Small batch ferment in 2 and 4 tonne fermenters over a 12 day period using natural yeast. Hand plunged during primary fermentation. The wine was then left on skins for 15 days to enhance tannin complexity and maximise flavour and length. Pressed to tank then racked to wood after 4 days, using 25% new French oak and 75% in 1 to 4 year old oak for a total of 2 years.
- SA - Other South Australian
- South Australia
Deep garnet; a pleasing and fragrant bouquet revealing mulberry, clove, damsel plums and licorice; the palate is unctuously textured on entry, with zesty acidity and a lingering toasty note from the well-handled oak. Rating 93 - Drink by 2018 - James Halliday, Australian Wine Companion (FEB/2012)
Winery Tasting Notes
Deep red with purple hues.
Dark blackberry spice, with hints of red liquorice. The oak is all French, which is subtle and integrated.

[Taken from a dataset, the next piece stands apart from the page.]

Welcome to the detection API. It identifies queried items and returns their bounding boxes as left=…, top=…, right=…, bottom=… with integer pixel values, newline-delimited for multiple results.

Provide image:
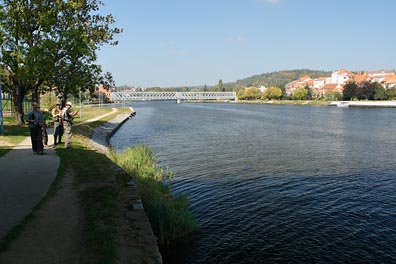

The palate is concentrated and powerful with sweet ripe mulberries and blackberries. The fruit weight is powerful and long, with juicy tannins and balanced acidity.
The wine will be a good match for red meat dishes, BBQ’s and mature cheese.
The fruit driven style is drinking extremely well now or will evolve for a further 8 - 12 years with careful cellaring.